Por que essa tendência, melhor dizendo, esse vezo, e, melhor ainda dizendo, essa verdadeira mania de esperar tudo do Governo e dos cofres públicos? Não está mais do que na hora de terceirizarmos e individualizarmos a procura por soluções para muitos dos nossos problemas coletivos?
Enquanto todos esperaram dos sucessivos governos a despoluição do Rio Pinheiros, em São Paulo, e o cuidado das suas margens, nada se fez. Foi só a iniciativa privada entrar no caso e, mesmo sem incentivos fiscais significativos, inúmeras empresas se ofereceram para "adotar" as margens do velho rio. Cada uma delas "adotou" 100 ou 200 metros, limpou-os, cuidou deles, neles plantou espécimes vegetais cuidadosamente escolhidas de acordo com um projeto único - o Projeto Pomar. Hoje, quem caminha pelas margens do Pinheiros se encanta com um verdadeiro espetáculo de formas e cores maravilhosas nas suas margens. Aves das mais variadas espécies são atraídas pelas frutinhas, abundantes o ano inteiro, e repovoam as margens do Pinheiros, trazendo de volta à velha urbe paulopolitana um pouco da alegria de outros tempos. Por que não se generaliza mais o sistema?

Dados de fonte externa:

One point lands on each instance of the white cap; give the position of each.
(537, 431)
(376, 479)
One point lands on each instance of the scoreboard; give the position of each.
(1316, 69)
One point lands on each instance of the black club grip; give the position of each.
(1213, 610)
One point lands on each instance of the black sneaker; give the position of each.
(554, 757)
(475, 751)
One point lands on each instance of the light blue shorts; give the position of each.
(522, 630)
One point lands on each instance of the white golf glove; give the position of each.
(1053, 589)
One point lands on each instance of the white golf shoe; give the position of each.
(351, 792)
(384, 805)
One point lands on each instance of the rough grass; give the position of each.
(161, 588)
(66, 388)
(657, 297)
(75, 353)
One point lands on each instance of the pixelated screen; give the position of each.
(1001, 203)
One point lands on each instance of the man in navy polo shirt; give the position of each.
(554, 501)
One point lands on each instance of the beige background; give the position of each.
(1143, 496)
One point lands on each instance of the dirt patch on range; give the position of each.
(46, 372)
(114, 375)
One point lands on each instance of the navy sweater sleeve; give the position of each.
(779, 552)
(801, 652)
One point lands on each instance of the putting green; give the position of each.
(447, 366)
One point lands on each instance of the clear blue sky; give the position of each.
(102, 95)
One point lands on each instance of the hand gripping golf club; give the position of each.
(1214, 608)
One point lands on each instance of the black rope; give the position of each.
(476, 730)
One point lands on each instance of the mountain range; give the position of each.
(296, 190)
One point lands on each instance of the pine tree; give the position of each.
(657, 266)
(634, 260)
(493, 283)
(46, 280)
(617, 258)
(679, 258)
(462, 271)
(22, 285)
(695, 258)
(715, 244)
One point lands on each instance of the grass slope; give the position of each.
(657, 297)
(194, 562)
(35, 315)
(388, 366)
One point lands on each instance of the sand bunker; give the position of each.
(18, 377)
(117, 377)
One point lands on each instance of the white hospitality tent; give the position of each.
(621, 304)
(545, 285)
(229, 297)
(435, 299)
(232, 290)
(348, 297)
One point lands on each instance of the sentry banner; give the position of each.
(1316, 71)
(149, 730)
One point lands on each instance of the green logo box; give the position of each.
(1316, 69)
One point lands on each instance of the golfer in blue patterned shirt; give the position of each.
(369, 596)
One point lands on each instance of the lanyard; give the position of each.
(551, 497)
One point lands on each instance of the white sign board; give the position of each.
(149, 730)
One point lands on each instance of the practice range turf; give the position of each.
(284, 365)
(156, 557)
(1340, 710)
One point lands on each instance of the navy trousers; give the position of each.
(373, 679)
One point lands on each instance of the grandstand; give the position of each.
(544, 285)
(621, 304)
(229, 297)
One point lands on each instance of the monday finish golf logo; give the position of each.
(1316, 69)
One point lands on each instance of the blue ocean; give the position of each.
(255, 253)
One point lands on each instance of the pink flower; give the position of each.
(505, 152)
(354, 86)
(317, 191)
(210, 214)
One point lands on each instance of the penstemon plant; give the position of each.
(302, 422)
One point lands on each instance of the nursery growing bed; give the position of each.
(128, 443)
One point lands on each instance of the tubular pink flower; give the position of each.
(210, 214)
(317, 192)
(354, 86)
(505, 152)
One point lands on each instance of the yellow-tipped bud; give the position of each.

Em Bauru, além do Rio Bauru a ser despoluído, temos agora as entidades "órfãs"! Se não me engano, foi John Kennedy que cunhou, num discurso oficial, a frase célebre: "Não pergunte o que os Estados Unidos podem fazer por você, mas o que você pode fazer pelos Estados Unidos."
Já é hora de se pensar mais nessa grande verdade.